Sadece imzasız ihbarlar meselesi değil, asılsız iddiaların da fevkalade bir suç olduğunu herkesin bilmesi lazım. Dolayısıyla asla bu Anadolu-Rumeli topraklarının en ağır suçunun içinde, kenarında olan kimseyi affetmeden ama kimseye de haksızlık yapmadan yolumuza devam edeceğiz.

Askeri alanların durumu

Yerlerin taşınmasıyla ilgili her türlü analiz yapıldı. Darbe madem önlendi bu unsurlar da dışarı çıksın diye bu karar alınmadı. Bütün durum analiz edilmiştir ve bu kararlar alınıyor. Hiçbir şekilde güvenlik riski oluşturmayacaktır. Askeri alanların tamamı kamusal ihtiyaçların karşılanması için kullanılacaktır.

Anıtkabir'deki çocuk parkı

Türkiye'nin bu kadar önemli meseleleri arasında, bu konunun tartışılmasının Türkiye için zaman kaybı olduğu kanaati içerisindeyim.

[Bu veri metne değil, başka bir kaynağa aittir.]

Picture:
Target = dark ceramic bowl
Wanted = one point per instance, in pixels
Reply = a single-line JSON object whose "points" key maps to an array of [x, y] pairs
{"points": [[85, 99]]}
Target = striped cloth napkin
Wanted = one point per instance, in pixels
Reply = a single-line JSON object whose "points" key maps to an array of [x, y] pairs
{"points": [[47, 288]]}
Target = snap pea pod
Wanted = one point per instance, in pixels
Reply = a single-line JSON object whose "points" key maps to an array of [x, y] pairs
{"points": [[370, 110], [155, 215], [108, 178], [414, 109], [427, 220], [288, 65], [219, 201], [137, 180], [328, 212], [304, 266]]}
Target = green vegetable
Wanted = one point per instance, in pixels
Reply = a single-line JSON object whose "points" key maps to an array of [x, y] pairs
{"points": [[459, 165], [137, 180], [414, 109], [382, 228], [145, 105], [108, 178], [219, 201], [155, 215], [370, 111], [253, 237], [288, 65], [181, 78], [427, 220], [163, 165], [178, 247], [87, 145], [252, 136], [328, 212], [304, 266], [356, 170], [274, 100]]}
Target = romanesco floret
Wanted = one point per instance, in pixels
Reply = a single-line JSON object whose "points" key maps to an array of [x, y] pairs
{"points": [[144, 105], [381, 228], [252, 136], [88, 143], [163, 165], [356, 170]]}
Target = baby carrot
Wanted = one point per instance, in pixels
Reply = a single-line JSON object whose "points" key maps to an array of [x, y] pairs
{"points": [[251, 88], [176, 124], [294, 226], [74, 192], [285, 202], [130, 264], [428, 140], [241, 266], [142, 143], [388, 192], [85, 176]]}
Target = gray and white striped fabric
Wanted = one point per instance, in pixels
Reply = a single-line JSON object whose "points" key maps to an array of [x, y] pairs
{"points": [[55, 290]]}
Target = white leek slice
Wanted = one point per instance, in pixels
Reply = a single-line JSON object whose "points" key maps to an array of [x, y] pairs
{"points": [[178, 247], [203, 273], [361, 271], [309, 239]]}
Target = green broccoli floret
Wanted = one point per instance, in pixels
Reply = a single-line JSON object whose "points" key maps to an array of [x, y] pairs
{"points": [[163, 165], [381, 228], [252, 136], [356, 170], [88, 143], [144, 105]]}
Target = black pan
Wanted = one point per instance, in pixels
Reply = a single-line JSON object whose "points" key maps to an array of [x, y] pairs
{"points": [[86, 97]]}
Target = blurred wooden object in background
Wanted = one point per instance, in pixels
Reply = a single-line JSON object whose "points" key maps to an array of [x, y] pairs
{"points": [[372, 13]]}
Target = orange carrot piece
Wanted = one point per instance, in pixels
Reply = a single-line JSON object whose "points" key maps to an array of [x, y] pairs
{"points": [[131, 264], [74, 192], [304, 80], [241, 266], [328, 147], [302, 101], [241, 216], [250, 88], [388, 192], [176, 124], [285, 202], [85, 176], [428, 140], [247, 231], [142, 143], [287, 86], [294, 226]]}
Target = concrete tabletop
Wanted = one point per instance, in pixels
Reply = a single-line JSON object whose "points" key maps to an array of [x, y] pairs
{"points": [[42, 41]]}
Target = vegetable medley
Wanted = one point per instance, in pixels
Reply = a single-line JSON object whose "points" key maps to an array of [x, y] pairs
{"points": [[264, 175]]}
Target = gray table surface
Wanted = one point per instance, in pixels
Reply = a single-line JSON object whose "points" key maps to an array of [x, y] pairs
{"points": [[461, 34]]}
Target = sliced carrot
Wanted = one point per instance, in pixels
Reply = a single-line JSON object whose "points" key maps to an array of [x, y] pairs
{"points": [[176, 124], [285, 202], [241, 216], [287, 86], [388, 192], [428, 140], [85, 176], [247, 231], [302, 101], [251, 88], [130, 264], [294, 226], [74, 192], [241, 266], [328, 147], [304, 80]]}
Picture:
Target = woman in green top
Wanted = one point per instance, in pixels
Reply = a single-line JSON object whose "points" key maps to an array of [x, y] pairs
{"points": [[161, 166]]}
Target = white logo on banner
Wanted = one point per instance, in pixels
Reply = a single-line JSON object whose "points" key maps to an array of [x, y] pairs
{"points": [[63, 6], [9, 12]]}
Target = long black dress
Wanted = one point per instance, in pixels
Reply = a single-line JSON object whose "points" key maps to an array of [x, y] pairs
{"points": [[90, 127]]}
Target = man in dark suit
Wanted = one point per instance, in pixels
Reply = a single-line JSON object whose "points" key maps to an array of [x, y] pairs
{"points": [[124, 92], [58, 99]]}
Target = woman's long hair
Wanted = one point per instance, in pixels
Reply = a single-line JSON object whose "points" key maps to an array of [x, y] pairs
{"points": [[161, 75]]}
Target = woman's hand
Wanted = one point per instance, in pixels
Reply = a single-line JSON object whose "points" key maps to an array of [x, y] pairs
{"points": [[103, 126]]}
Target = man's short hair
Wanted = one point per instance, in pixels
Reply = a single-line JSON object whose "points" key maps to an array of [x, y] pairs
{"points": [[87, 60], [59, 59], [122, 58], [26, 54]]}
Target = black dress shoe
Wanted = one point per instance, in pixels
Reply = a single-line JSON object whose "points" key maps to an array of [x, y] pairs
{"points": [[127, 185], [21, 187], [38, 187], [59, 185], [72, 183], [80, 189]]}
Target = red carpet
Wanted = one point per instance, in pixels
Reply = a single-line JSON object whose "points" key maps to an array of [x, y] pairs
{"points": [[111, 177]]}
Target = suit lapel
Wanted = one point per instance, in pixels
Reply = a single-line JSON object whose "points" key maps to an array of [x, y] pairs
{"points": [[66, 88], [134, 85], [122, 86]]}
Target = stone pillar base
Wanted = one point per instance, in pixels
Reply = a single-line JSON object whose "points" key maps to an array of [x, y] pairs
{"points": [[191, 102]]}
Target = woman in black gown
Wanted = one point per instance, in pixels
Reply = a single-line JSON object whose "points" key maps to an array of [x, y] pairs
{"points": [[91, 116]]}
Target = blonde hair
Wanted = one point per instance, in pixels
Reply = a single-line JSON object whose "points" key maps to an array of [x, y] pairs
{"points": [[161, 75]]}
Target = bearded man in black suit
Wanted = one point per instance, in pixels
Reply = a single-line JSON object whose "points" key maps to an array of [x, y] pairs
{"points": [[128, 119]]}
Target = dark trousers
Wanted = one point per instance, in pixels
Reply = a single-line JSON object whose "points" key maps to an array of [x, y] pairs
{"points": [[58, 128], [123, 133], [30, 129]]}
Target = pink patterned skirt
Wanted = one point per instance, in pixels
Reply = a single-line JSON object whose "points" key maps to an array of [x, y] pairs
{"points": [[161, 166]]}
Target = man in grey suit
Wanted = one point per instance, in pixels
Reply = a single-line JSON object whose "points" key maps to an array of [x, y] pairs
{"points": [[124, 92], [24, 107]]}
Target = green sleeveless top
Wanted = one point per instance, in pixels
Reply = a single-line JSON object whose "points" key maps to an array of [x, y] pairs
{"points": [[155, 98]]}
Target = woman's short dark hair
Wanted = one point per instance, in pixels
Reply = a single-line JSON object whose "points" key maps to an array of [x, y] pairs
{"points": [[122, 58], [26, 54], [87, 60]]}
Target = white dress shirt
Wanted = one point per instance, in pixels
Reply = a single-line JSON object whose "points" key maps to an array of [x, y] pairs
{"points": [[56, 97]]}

Orada iyi niyetle yapılan bir şeydir. Yine görülen lüzum üzerine, Genelkurmay Başkanlığı bu yönde talepler gelmesi üzerine çocuk parkını kaldırmıştır. 15 Temmuz ruhu ve 7 Ağustos ruhunu korumak için elimizden gelen her gayreti ortaya koymamız lazım.